Alright, kiddos, bear with me on this one, because it gets a little wonky. You’re about to learn about a dirty trick used by the ultra-rich to finance their pet projects. Misuse of it actually caused the Securities and Exchange Commission to create a new rule governing the practice.

Donald Trump still found a way to break that rule.

A Special Purpose Acquisition Company, or SPAC, is a fake company. I know that sounds weird, but it has no products or services outside of just raising money through an initial public offering of shares of a private company to the public.

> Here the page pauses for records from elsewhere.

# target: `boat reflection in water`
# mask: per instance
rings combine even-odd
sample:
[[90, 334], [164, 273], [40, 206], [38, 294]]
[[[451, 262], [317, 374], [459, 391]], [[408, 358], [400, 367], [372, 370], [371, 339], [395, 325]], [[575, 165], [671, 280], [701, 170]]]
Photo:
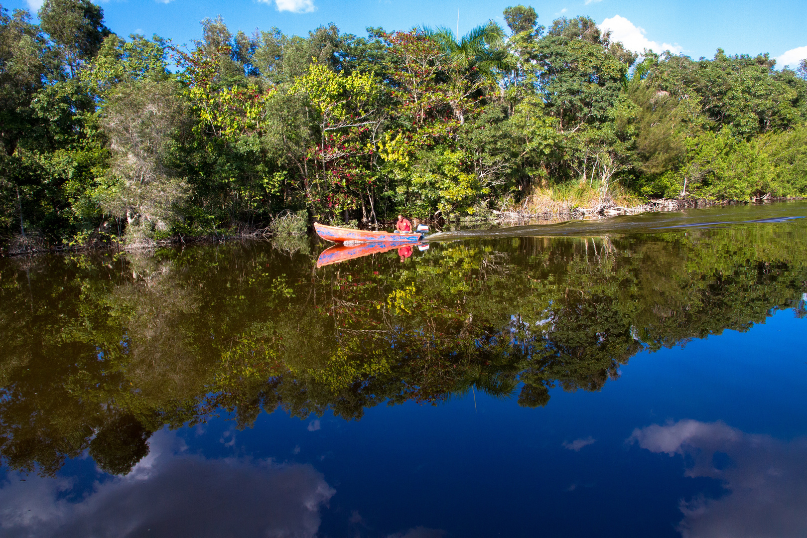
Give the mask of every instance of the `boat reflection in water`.
[[370, 254], [386, 252], [393, 248], [398, 249], [398, 256], [401, 261], [412, 256], [414, 247], [419, 248], [426, 246], [422, 244], [405, 244], [401, 246], [400, 242], [375, 242], [375, 243], [358, 243], [351, 244], [336, 244], [326, 248], [320, 254], [320, 259], [316, 261], [317, 269], [325, 265], [338, 264], [341, 261], [360, 258]]

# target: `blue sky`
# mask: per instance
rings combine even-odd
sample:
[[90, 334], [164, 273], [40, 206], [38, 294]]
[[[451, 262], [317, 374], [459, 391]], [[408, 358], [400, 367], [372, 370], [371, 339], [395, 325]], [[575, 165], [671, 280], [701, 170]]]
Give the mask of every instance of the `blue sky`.
[[[335, 23], [343, 31], [364, 34], [368, 26], [387, 30], [415, 25], [457, 26], [459, 31], [493, 19], [513, 0], [105, 0], [107, 24], [120, 35], [157, 34], [178, 43], [199, 35], [199, 22], [221, 15], [232, 30], [251, 33], [273, 26], [287, 34], [304, 35], [320, 24]], [[31, 7], [41, 0], [12, 0], [7, 8]], [[533, 2], [539, 22], [587, 15], [610, 27], [629, 48], [669, 48], [697, 58], [712, 57], [718, 47], [728, 53], [769, 52], [795, 65], [807, 57], [807, 2], [805, 0], [550, 0]], [[783, 63], [784, 62], [784, 63]]]

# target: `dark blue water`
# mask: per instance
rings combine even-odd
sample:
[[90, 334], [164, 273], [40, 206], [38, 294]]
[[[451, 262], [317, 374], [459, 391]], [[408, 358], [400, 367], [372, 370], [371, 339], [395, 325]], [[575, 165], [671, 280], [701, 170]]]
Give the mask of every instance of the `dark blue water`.
[[86, 453], [53, 477], [6, 470], [0, 536], [807, 536], [807, 319], [790, 304], [645, 346], [546, 407], [472, 390], [359, 420], [281, 408], [240, 430], [224, 412], [157, 431], [125, 476]]

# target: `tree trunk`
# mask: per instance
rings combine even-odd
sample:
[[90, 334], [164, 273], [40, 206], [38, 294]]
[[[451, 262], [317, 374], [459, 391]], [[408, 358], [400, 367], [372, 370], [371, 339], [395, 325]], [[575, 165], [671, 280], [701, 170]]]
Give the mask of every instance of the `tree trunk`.
[[19, 209], [19, 231], [25, 237], [25, 225], [23, 223], [23, 202], [19, 198], [19, 187], [17, 190], [17, 208]]

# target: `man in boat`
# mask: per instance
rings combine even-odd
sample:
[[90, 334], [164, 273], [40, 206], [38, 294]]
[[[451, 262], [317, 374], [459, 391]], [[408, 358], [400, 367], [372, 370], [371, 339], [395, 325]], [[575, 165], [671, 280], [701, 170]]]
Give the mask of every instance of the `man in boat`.
[[412, 233], [412, 223], [404, 219], [403, 215], [398, 215], [398, 222], [395, 223], [395, 233]]

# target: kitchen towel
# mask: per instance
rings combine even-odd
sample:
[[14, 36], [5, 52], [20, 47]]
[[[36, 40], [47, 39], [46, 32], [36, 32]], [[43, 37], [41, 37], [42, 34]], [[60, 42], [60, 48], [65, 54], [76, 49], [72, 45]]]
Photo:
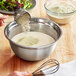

The SPAC then finds a company to merge with, and now the real company, the one that makes or does something, has value according to whatever the IPO reaches. The money raised from selling the brand new stock is sometimes used to actually make the product that the real company is responsible for.

So imagine if I made up a new stock, sold it for ten bucks a share even though there’s nothing behind it, then merged with Widgets, Inc. Suddenly, not only is Widgets, Inc. worth ten bucks a share, but they have ten bucks times however many shares you sold to use to build widgets.

If that seems shady to you, you’re not alone. Why not just build the widget, then sell shares of your already-existent widget company?

It turns out the primary purpose for using a SPAC to get a company on the market is to avoid the kind of scrutiny that investors might subject them to before giving them any money.

To prevent people from using SPACs that way, the SEC made a rule that you can’t already be planning a merger with a specific company before your IPO — otherwise, you should just be putting that company up for shares to the public and skipping the SPAC altogether.

In other words, a SPAC is a “blank check.” If you already know what the check is for, you should be putting that right on it.

The former president just pulled off a major victory for Trump Media & Technology Group, the platform he’s using to launch his new social networking site “Truth Social,” by using a blank check company called Digital World Acquisitions. They merged earlier this month, avoiding investor scrutiny and allowing Trump to raise money without investors having known they were investing in a Trump company.

Gosh, I wonder why he might have wanted to avoid people knowing that.

But it turns out that Trump was already discussing the merger with Digital World earlier this year. That means that the SPAC knew in advance which company they would be merging with, and continued on with the “blind” deal as though they didn’t.

We’re sure Trump was fine with that, but we’ll find out what the SEC thinks about it.